Посол сидел за столом, подперев голову рукой. В желтых подтяжках с лошадьми. На лице отражались настороженность и воинственность.
– Мне нужны гарантии, что Лондон нас в этом поддерживает, – с порога начал Вудроу.
– Нас – это кого?
– Тебя и меня.
– А под Лондоном, я понимаю, подразумевается Пеллегрин.
– Да. Или что-нибудь изменилось?
– Насколько мне известно, нет.
– Изменится?
– Насколько мне известно, нет.
– Значит, Пеллегрин нас поддерживает? Так и скажи.
– О, Бернард всегда поддерживает.
– Так мы продолжаем или нет?
– Продолжаем лгать? Ты про это? Разумеется, продолжаем.
– Тогда почему бы нам не согласовать… что мы должны говорить?
– Дельная мысль. Не знаю. Будь я набожным человеком, я бы пошел в церковь и молился, молился, молился. Но не все так просто. Женщина мертва. Это одно. Мы живы. Это другое.
– Значит, скажем им правду?
– Нет, нет и нет. Господи, да нет же. Память у меня что решето. Ужасно жаль.

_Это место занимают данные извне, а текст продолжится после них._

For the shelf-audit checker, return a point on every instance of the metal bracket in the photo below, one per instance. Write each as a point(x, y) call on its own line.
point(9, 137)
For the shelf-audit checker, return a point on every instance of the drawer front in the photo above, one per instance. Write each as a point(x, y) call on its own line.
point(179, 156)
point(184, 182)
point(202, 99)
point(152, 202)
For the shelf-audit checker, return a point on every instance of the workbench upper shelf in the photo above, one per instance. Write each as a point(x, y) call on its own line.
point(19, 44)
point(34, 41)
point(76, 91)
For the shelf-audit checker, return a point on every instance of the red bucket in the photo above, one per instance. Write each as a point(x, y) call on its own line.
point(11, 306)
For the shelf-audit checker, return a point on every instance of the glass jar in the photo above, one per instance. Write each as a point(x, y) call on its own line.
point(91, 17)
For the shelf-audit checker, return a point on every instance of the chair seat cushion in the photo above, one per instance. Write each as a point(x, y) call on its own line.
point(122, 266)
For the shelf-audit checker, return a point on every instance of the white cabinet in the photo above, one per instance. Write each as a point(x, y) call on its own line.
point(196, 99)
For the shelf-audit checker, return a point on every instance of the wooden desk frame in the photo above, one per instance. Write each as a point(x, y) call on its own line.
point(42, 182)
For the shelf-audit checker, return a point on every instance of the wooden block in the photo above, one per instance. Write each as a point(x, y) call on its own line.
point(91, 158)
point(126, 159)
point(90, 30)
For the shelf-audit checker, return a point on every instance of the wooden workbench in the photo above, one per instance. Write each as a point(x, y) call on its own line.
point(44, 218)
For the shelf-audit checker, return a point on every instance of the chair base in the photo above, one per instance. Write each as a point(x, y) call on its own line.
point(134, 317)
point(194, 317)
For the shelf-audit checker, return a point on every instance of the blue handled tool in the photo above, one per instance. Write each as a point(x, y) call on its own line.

– Ты собираешься сказать им правду?
– Им? Нет, нет. Никогда. Говнюки.
– Тогда почему нам не согласовать наши версии?
– Вот-вот. Почему нет? Действительно. Почему. Ты попал в самую точку, Сэнди. Что нас останавливает?
– Вернемся к вашему визиту в больницу Ухуру, сэр, – по-деловому начала Лесли.
– Я думал, что при нашей последней встрече мы все подробно обговорили.
– Другому визиту. Второму. Чуть позже. Вернее, выполнению обещания.
– Какого обещания?
– Которое вы, вероятно, ей дали.
– О чем вы говорите? Я вас не понимаю.
А вот Роб очень даже хорошо ее понял. Так и сказал.
– Мне, кажется, Лесли изъясняется достаточно ясно. Слова у нее не путаются. Складываются в грамматически правильные предложения. Вы встречались с Тессой в больнице второй раз? Примерно через четыре недели после того, как ее выписали? Встречались в приемной послеродовой клиники, где ей назначили консультацию? В записках Арнольда указано, что встречались, а пока неточностей или лжи, при всей нашей невежественности, мы в них не обнаружили.
«Арнольд, – отметил Вудроу. – Уже не Блюм».
Сын военного дебатировал сам с собой, в поисках выхода из очередного кризиса, а в памяти прокрутился весь этот эпизод, как фильм, словно в больницу приходил кто-то другой, а он смотрел на происходящее со стороны. Тесса держала в руке матерчатую сумку с деревянными ручками. Он увидел ее впервые, но с того момента сумка эта стала частью образа Тессы, который сформировался у него в голове, когда он увидел ее в больничной палате, кормящей ребенка другой женщины, умирающей на кровати напротив, в то время как ее собственный ребенок лежал в морге. Она почти не накрасилась, подстригла волосы и чем-то напоминала Лесли, которая терпеливо ожидала, когда же он изложит собственную, отредактированную версию. Как и во всей больнице, падающие в окна полосы солнечного света не могли разогнать царящий в залах и коридорах сумрак. Маленькие птички порхали под потолком. Тесса стояла у стены, рядом с дверью в дурно пахнущий кафетерий с оранжевыми пластмассовыми стульями. В полосах света мельтешили люди, но Тессу о н заметил сразу. Она держала сумку обеими руками и позой напоминала проституток, которые стояли в подворотнях в те годы, когда он был молод и пуглив. Стена пряталась в тени, потому полосы света до нее не дотягивались. Возможно, поэтому Тесса и выбрала это место.
– Ты говорил, что выслушаешь меня, когда я наберусь сил, – напоминает она ему низким, хрипловатым голосом, который он едва узнает.
После визита в больничную палату он видит ее впервые. Видит губы, без помады такие бледные. Видит страсть в ее серых глазах, и его это пугает, как пугает любая страсть, в том числе и собственная.